A GB10 has 128 GB of unified memory — it never needed to offload weights to host in the first place, so disabling it costs nothing here except a slightly higher cold-run peak (the cold video run dipped to ~10 GB free with the LLM daily resident, well clear of trouble).

On HuggingFace, with the caveats written down

The quantized model is up at coolthor/Sulphur-2-distilled-NVFP4 — the 19.5 GB NVFP4 weights, the extracted 1.45 GB ltx_full_vae.safetensors it requires, and the ComfyUI workflow. It carries the upstream LTX-2 Community License, which permits quantized redistribution; credit goes to Lightricks (LTX-2) and the Sulphur fine-tune. The model card leads with the two traps above, because a 4-bit checkpoint that silently decodes blurry or hangs on its own VAE is worse than no checkpoint.

Takeaways

最花時間的地方 — controlling the variable. The "NVFP4 is 28% faster / NVFP4 is blurry" detour cost the most, and both were the same mistake: changing two things at once. Faster-but-blurry was a 30-step dev model decoded through a preview VAE, compared against an 8-step distilled model. Hold the model, steps, and VAE fixed and change only the format, and the truth is boring and correct: no faster (a reproducible hair slower), same quality, smaller file.

可搬走的診斷方法 — ask "memory or math?" before quantizing for speed. Weight-only 4-bit only buys speed on a bandwidth-bound workload. LLM decode: yes. Diffusion sampling: no. The roofline question predicts the result before you run anything, and it's the same question that explains Part 33.

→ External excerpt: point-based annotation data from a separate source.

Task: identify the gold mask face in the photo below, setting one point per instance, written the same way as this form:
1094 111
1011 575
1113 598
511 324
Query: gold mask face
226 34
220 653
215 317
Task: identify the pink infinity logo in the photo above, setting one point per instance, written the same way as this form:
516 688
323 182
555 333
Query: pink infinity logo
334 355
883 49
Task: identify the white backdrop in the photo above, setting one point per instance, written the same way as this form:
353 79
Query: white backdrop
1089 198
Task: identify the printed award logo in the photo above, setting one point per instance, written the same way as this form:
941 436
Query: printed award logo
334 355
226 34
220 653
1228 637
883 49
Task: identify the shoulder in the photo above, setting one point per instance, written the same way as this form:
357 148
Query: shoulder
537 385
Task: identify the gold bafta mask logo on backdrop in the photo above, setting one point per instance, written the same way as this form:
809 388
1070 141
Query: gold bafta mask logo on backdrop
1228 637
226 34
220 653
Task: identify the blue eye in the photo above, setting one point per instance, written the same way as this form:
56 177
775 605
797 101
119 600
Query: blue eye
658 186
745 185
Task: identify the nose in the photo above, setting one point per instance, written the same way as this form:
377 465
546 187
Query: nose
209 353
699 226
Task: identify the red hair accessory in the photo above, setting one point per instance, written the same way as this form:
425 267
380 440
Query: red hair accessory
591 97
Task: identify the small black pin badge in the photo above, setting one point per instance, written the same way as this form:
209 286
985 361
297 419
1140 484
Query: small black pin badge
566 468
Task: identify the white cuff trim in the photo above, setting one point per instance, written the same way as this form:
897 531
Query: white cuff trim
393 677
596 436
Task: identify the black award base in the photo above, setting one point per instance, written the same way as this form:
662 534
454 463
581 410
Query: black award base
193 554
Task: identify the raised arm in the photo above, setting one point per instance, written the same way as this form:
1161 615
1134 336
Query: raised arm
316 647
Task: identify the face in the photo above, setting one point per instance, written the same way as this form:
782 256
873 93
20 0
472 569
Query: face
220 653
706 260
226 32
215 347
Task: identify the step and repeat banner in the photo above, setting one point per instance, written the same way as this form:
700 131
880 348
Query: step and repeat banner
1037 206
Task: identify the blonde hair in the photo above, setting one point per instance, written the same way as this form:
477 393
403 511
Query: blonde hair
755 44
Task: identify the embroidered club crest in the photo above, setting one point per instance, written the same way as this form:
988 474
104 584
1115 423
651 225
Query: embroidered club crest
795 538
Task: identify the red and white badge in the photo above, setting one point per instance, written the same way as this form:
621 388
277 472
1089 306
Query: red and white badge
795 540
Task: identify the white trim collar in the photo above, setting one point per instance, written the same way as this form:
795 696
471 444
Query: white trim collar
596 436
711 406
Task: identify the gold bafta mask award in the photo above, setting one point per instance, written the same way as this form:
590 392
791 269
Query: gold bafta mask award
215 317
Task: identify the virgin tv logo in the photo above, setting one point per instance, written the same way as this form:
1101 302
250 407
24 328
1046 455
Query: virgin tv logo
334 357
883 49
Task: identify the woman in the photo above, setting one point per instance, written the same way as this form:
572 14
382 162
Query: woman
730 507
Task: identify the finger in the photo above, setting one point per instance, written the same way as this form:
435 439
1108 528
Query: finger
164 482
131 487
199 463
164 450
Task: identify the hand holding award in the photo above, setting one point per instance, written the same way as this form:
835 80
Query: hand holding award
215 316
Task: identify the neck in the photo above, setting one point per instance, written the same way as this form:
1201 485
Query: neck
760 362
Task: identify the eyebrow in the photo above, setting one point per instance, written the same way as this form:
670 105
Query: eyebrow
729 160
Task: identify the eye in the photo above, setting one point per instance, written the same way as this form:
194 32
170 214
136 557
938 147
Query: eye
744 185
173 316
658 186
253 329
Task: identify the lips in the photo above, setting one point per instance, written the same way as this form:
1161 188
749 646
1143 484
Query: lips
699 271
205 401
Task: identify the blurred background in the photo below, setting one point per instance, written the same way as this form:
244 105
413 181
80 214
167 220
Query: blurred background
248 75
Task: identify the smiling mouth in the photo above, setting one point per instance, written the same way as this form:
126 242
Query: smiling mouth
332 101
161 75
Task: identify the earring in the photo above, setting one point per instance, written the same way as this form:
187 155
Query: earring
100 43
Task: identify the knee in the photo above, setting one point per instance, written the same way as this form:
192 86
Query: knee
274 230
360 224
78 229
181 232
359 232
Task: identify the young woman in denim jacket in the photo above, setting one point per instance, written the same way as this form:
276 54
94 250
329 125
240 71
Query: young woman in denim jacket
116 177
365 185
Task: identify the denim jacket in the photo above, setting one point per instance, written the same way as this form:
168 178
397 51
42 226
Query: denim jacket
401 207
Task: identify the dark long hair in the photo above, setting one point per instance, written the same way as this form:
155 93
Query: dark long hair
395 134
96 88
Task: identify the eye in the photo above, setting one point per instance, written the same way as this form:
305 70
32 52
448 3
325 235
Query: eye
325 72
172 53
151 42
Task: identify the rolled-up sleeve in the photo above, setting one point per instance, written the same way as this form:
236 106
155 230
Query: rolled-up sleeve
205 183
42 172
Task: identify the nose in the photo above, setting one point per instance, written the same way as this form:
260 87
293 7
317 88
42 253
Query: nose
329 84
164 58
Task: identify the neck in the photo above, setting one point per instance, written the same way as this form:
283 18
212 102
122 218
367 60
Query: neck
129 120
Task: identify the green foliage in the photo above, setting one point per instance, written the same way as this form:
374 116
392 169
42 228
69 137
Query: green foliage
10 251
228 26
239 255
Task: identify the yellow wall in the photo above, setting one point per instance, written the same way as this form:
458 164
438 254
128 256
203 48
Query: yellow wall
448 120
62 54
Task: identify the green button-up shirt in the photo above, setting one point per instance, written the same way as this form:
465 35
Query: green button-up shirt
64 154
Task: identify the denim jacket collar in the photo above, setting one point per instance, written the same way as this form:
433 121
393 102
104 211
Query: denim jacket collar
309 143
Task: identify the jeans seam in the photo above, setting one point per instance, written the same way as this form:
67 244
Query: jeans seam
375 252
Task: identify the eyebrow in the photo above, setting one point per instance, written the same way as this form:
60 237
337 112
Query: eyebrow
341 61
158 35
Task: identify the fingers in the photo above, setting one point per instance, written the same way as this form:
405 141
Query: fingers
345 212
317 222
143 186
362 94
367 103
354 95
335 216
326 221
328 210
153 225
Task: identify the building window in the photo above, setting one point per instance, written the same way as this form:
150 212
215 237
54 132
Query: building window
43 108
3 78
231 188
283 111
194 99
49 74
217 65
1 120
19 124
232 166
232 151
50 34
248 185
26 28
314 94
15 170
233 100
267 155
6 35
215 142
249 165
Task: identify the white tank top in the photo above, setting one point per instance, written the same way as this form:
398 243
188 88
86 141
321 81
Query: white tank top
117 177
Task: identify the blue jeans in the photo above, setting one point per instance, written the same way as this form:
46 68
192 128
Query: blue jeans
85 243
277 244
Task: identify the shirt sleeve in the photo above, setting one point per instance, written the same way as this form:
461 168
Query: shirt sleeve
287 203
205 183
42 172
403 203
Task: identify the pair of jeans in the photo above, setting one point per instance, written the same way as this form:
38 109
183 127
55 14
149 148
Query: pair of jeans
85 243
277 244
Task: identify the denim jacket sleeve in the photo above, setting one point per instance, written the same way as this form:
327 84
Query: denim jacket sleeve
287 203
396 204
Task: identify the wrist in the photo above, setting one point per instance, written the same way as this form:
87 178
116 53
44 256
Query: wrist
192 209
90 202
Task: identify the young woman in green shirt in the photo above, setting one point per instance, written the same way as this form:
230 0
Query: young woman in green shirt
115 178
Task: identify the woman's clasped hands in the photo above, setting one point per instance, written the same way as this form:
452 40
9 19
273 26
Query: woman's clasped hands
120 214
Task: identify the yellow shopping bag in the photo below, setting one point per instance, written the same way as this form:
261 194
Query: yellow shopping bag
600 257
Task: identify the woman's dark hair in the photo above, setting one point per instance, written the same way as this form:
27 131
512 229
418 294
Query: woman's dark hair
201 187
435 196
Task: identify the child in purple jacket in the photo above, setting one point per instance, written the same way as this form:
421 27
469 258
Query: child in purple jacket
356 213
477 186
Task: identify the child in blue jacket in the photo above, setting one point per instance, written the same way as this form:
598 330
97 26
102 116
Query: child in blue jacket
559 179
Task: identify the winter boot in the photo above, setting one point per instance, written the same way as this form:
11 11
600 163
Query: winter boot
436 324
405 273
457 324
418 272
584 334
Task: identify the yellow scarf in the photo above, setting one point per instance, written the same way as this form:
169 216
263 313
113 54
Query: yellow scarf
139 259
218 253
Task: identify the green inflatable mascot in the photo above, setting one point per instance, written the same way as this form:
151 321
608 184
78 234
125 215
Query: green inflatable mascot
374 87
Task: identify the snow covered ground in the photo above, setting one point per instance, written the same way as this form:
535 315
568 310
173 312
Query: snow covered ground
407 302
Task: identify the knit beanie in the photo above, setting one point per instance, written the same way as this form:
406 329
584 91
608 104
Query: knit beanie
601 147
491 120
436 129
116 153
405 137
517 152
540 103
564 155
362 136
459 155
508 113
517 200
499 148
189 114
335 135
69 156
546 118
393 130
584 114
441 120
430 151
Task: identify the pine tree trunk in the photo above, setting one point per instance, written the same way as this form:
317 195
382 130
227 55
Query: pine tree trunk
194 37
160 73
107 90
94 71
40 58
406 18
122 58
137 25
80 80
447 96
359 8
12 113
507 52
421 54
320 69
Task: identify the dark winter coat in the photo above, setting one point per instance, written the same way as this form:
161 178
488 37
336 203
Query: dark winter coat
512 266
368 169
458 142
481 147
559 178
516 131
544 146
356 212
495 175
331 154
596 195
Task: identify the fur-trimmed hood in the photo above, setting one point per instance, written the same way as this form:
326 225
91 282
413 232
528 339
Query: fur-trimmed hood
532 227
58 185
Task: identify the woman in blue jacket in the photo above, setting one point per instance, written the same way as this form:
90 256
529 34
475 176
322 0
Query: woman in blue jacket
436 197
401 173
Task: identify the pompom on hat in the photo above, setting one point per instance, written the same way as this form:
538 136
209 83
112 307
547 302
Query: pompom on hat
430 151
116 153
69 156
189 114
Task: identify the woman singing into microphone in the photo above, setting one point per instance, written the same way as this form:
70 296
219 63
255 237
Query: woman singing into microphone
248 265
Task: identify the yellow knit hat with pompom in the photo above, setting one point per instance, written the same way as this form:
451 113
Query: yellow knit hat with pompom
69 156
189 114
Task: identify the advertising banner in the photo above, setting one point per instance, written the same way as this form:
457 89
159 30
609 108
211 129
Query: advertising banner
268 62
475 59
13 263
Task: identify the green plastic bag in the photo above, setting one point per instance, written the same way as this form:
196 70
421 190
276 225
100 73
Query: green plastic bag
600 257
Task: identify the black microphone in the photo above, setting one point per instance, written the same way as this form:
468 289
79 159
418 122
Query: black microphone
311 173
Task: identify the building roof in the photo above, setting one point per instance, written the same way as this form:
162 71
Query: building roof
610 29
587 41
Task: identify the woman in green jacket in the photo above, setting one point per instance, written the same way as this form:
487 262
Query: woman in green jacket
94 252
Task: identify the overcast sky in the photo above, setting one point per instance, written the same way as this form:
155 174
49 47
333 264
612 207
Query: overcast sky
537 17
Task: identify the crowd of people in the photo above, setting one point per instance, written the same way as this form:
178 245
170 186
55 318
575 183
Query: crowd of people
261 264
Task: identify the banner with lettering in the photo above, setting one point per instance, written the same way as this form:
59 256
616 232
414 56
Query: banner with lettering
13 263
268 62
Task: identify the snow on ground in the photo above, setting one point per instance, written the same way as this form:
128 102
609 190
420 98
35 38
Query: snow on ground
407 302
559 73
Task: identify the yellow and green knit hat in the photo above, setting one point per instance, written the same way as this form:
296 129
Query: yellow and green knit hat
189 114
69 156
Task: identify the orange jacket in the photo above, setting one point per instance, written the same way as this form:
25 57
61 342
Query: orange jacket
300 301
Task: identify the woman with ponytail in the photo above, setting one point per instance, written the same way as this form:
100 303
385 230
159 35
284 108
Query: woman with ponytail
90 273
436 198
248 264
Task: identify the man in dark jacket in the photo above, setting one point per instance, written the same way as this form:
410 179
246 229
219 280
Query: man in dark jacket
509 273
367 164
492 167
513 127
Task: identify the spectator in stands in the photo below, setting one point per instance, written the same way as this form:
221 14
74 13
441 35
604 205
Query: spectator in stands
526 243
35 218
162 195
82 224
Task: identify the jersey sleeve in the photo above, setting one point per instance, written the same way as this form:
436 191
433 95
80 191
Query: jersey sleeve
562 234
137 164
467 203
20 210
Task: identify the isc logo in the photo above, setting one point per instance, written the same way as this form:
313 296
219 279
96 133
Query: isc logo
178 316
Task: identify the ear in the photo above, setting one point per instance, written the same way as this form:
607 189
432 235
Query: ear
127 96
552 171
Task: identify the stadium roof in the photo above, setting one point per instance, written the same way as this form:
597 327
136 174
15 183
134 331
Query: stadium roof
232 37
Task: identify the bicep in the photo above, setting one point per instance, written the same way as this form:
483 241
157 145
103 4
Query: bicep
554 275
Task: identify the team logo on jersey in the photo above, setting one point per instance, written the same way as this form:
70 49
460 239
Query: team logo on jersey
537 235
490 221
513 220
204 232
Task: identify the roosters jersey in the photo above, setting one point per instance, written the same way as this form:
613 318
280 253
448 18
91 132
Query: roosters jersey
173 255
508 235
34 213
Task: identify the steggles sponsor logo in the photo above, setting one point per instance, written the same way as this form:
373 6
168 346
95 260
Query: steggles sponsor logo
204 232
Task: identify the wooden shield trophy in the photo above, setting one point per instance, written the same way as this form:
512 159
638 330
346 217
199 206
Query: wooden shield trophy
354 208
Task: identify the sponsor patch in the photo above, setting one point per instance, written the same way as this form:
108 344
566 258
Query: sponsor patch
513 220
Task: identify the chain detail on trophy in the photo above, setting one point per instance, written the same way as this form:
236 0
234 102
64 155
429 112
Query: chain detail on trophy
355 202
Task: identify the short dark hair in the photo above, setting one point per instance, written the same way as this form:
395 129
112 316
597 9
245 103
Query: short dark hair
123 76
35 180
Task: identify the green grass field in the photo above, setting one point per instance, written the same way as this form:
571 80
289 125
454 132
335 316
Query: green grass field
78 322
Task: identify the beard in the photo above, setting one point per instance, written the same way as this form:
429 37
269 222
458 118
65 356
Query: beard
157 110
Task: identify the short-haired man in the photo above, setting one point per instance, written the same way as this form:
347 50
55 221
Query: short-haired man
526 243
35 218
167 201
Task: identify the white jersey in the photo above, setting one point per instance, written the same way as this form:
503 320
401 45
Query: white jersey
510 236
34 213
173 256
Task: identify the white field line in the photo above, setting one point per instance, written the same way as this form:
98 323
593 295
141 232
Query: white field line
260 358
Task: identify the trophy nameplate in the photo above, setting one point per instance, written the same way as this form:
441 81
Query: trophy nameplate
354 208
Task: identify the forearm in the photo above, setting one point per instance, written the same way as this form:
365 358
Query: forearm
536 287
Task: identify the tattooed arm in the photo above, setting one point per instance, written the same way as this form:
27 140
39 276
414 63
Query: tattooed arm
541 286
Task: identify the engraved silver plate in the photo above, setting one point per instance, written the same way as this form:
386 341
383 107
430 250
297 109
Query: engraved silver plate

通用原則 — match the box to the bottleneck. Big-memory box (GB10) to hold and shrink a model; high-compute box (5090) to run the compute-bound part fast. NVFP4 is the bridge: it makes the 29 GB model fit the 32 GB card.

Conclusion

If you're running LTX-2 / Sulphur video on a GB10:

NVFP4 weight-only is a size win (−33%, 29.2 → 19.5 GB), not a speed win — video is compute-bound. Expect FP8's clock or a touch slower (~6% in my runs), never faster. Warm, a 3s 832×480 clip is ~18-19s (~6s of compute per 1s of video); the first gen after a cold start is ~2 min.
Decode with the full LTX VAE (extract it to a standalone file — the embedded one hangs under NVFP4). Never ship taeltx2_3 as the final decoder; it's a blurry preview.
Launch ComfyUI with --disable-async-offload --disable-dynamic-vram or the audio+video path crashes in model_prefetch.py.
Distilled settings: 8 steps, cfg 1.0; frame count (N×8)+1; audio latent video_frames×4−3.
Want it faster, not just smaller? That's an FP4-compute (W4A4) or bigger-GPU problem — the 19.5 GB file exists precisely so it fits a 5090.